Un geranio, rojo como los labios de Marilyn Monroe, bebe luz por última vez antes de la noche, presidiendo el bullicio de la plaza. Unos chicos, destartalados como su madurez, hacen apuestas deportivas sin levantar los ojos de la pantalla; quizá haya formas más dañinas de regalar a la inteligencia artificial los años que nunca vuelven. Un viejo lee la prensa deportiva con un té. La lee de verdad. Letra a letra. Como si fuera un Quijote y no el Marca. Y dos yuppies noventeros venden su alma a los licores accidentales, y hablan de chicas que no existen, mintiendo sobre cosas que no pasaron, para impresionar a amigos que nunca lo fueron. Ni siquiera conocen, me temo, los versos de Gil de Biedma para amortiguar la triste hora del desengaño.

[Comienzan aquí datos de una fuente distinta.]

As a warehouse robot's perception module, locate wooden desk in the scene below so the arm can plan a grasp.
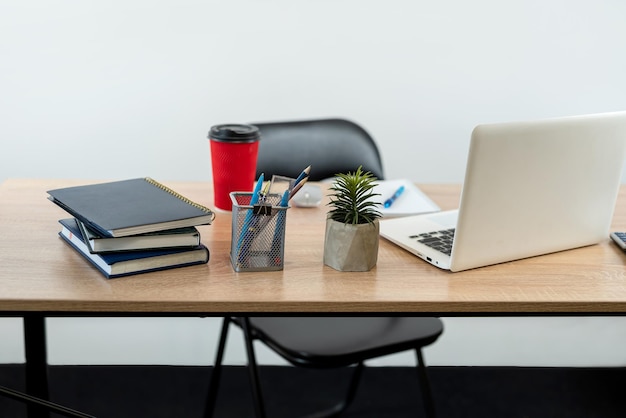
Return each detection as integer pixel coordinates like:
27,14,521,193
0,179,626,417
0,179,626,316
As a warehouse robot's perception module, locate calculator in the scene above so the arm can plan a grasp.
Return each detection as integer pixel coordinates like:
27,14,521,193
611,232,626,251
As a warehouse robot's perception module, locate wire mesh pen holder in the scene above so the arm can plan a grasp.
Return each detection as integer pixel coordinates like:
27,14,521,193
230,192,288,272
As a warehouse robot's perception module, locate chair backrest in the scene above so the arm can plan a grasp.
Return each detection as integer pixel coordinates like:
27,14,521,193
252,119,384,181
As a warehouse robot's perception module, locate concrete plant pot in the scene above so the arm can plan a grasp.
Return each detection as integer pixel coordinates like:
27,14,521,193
324,218,379,271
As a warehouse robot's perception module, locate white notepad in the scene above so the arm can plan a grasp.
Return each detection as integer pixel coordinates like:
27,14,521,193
374,179,440,218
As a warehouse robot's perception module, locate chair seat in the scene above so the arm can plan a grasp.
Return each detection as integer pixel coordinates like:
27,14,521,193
241,317,443,368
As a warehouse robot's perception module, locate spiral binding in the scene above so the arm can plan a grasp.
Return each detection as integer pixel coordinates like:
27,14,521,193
144,177,215,217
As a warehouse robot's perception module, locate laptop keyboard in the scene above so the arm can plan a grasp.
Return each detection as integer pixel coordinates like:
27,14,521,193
410,228,454,255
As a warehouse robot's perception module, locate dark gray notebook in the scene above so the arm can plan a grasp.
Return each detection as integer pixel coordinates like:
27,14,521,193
48,177,214,237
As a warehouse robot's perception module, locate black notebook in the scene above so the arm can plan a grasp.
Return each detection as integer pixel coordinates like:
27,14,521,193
48,177,215,237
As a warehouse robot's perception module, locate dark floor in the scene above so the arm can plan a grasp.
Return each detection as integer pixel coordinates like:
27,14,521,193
0,365,626,418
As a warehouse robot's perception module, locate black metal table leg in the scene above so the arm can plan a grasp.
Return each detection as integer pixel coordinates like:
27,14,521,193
24,314,50,418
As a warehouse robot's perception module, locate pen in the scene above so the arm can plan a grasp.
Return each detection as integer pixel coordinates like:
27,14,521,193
384,186,404,208
289,177,309,200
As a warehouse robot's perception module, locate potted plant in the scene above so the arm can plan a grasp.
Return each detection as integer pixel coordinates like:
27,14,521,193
324,167,381,271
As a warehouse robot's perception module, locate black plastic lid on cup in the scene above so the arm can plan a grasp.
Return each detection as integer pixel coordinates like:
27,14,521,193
209,124,260,142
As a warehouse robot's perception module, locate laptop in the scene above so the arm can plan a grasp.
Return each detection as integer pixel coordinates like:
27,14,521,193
380,112,626,272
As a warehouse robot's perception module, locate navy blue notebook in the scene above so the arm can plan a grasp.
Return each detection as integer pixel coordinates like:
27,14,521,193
48,177,215,237
59,218,209,279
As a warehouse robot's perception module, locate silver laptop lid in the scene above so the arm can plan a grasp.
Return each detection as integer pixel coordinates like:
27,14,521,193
450,112,626,271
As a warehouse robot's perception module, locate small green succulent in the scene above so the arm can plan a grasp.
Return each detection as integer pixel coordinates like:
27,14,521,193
328,166,382,224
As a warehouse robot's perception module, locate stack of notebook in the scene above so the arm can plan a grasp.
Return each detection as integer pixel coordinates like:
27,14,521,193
48,178,214,278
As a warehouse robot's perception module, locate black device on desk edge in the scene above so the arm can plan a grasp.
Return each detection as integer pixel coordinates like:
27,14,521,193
611,232,626,251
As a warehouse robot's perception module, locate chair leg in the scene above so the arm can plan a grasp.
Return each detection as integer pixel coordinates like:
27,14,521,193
204,317,230,418
241,316,265,418
305,362,365,418
415,348,436,418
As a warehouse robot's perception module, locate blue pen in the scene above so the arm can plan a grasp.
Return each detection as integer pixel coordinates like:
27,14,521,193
384,186,404,208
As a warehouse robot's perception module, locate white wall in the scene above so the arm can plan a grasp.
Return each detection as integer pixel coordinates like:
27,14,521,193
0,0,626,365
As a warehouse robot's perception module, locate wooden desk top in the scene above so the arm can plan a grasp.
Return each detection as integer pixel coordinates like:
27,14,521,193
0,179,626,314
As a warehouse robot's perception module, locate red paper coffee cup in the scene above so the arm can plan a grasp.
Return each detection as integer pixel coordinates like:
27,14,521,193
209,124,260,210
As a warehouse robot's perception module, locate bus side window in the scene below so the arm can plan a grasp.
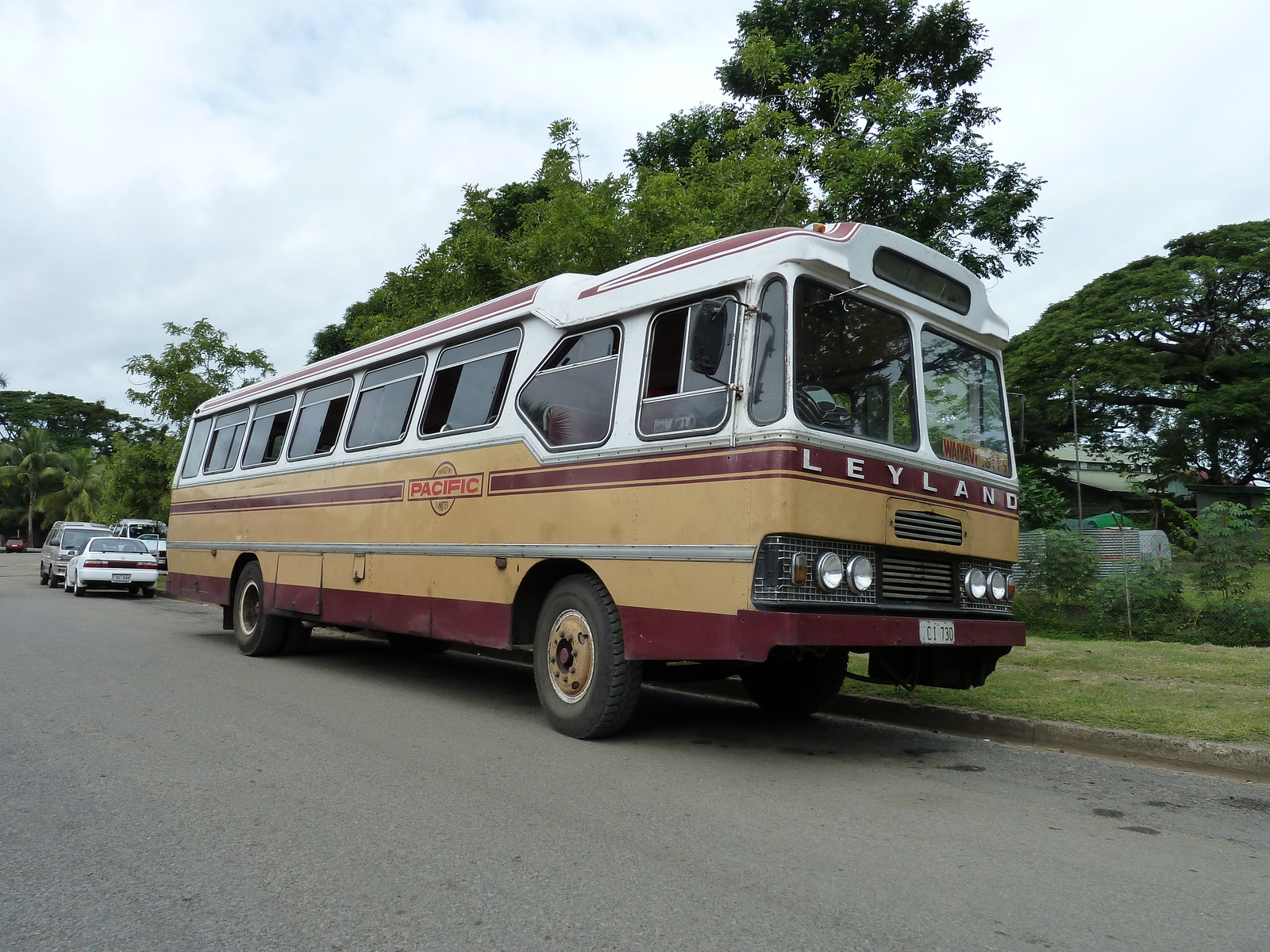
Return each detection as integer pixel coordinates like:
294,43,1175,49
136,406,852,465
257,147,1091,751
203,408,248,472
287,379,353,459
344,357,428,449
243,395,296,466
639,301,737,440
749,278,786,427
180,416,212,480
518,328,621,447
419,328,521,436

Dos o tres mesas vacías. Y al fondo de la terracita está ella. Bebe vino, gélido albariño. Si llega a los treinta será de incógnito. El pelo oscuro vagamente ondulado, tal vez la salitre. Y la sonrisa misteriosa, silente, y dulce. Unos ojos grandes y oscuros, llenos de ganas de querer, brillantes aún de vida. Y el vestido arena hasta sus pies, donde tan solo unas flores alegran la larga talla. Ni una concesión al mal gusto, ni una concesión estética a las ganas de volver a casa acompañada. La sencillez del colgante, la juventud de las pulseras, y la piel lisa y morena, virgen de esos groseros tatuajes. El finísimo reloj, el destello de la limpieza, y el modo tan frugal de estar en la vida. España, algunas veces.

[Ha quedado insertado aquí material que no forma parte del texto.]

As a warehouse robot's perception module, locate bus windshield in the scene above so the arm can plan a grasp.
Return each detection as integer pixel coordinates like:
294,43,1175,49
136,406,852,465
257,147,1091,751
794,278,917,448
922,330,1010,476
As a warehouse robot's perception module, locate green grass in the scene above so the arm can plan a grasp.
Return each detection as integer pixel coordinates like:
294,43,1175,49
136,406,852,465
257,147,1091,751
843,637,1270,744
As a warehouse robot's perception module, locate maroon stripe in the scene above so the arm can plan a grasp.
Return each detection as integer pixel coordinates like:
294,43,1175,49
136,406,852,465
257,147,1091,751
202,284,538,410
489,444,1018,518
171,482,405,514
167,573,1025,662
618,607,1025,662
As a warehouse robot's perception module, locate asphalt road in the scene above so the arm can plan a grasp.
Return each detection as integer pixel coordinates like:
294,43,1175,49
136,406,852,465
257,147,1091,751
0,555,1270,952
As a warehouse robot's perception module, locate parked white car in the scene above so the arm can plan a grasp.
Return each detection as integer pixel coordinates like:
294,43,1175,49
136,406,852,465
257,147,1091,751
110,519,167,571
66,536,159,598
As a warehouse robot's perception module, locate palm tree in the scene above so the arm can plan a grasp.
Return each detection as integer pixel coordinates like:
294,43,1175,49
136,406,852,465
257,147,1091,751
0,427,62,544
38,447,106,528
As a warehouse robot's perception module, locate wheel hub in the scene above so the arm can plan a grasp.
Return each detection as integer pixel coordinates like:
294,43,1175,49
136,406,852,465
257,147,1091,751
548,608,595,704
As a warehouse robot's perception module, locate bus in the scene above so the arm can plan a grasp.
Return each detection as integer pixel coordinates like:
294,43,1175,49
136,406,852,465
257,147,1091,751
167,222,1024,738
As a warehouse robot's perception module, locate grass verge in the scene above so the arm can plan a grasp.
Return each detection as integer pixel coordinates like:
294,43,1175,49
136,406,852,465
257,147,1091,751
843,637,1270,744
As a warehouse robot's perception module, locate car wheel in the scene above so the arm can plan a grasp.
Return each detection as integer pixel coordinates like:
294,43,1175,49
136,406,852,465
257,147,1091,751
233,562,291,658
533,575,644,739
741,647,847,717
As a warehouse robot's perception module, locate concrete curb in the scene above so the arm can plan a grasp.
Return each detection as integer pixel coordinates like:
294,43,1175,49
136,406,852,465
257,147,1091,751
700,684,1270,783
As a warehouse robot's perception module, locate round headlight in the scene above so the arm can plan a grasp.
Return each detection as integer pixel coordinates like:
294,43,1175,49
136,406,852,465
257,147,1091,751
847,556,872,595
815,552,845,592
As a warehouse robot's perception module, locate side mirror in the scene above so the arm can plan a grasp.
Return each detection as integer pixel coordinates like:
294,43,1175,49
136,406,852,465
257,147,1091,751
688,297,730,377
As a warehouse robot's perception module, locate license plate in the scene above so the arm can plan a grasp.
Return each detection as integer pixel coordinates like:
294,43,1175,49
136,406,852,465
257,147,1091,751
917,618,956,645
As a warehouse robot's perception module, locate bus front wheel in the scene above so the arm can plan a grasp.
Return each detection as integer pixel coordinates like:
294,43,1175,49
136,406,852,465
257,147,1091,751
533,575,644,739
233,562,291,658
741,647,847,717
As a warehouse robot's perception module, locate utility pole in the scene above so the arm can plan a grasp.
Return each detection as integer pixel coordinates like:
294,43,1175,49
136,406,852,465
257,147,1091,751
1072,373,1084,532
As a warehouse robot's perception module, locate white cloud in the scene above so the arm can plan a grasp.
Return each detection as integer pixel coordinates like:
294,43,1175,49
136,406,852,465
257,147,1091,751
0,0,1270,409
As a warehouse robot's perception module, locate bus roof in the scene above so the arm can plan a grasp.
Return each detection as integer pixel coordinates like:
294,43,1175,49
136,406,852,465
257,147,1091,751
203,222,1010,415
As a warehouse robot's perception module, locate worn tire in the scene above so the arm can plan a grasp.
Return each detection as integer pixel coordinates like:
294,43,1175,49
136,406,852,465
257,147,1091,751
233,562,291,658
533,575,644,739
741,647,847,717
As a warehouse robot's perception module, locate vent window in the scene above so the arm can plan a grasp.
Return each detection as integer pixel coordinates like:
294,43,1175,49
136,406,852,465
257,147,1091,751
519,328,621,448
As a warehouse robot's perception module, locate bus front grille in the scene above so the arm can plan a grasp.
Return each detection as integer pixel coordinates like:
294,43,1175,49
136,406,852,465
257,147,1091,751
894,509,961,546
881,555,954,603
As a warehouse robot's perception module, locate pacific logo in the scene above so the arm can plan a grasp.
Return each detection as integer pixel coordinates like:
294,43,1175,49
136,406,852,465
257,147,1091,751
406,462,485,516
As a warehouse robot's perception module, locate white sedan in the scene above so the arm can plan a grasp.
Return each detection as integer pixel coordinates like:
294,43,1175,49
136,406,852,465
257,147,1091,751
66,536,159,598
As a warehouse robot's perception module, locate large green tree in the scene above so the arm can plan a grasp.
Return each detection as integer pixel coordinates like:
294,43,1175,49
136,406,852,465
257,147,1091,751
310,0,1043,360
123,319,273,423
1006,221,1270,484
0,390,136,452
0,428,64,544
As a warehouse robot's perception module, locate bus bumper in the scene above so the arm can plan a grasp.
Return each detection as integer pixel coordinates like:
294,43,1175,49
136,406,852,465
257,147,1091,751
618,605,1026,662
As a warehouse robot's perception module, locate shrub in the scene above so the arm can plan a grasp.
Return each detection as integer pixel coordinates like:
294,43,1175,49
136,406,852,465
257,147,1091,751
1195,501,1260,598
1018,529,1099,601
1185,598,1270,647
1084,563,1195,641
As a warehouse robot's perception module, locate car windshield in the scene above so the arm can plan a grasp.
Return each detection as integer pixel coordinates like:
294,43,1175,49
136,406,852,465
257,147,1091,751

Que no está todo perdido, lo supe ahí, al levantarme a por otra caña, que no pude evitar una mirada furtiva a su elegancia al rebasar la esquina de la mesa, y entrever sus quehaceres: su sonrisa es la esperanza de una generación, o al menos eso pensé, al descubrir que, entre sus manos delicadísimas, sostenía a Camba, La rana viajera. Con sencilla rutina, al caer la tarde marinera, en la terraza del barrio, una joven, todo elegancia y sueños, leyendo a Julio Camba. Quizá por entonces, la chica ya habría descubierto que “la mujer constituirá siempre para nosotros lo más importante de todo”. No lo sé. Pero qué más da; hay algo extraordinariamente seductor en una joven de hoy que lee un libro, bueno y olvidado, en la terraza de un bar, a esta hora en que lo grosero se ha vuelto espectro, saliendo entre maldiciones de los arenales.
Conozco bien, además, esa sonrisa. Hay autores que la dibujan así. Ocurre con Chesterton, claro, y es inevitable. Por mal que vaya al día, es la lectura feliz, el tiempo detenido, la desinfección de toda la costra vírica que nos contagia la modernidad. Sin aspaviento, con la letra de un niño. También despierta la alegre mueca la lectura de Julio Camba, que parece sobrevolar cuando apunta, que parece abrazar cuando apuñala, que casi siempre ríe porque podría ser peor. Hay algo de un juego infantil en su literatura, como la hay en el Pla de Viaje en autobús, donde mueve incluso al solaz cuando planea urdir vientos de melancolía, o en Humor honesto y vago, donde ofrece, a propósito, una sincera definición del Madrid de los cafés: “Madrid, en ese sentido, es un verdadero oasis, la ciudad que vive la vida que más le place con auténtica espontaneidad”.
Hoy, mientras apuro estas líneas mojadas en espuma de cerveza, sueño que el Madrid de Pla es esta bella mujer, que vive también la vida que más le place con auténtica espontaneidad. Contemplándola, se confirman las mejores sospechas: ya no hay nada más rebelde y apasionante que la normalidad.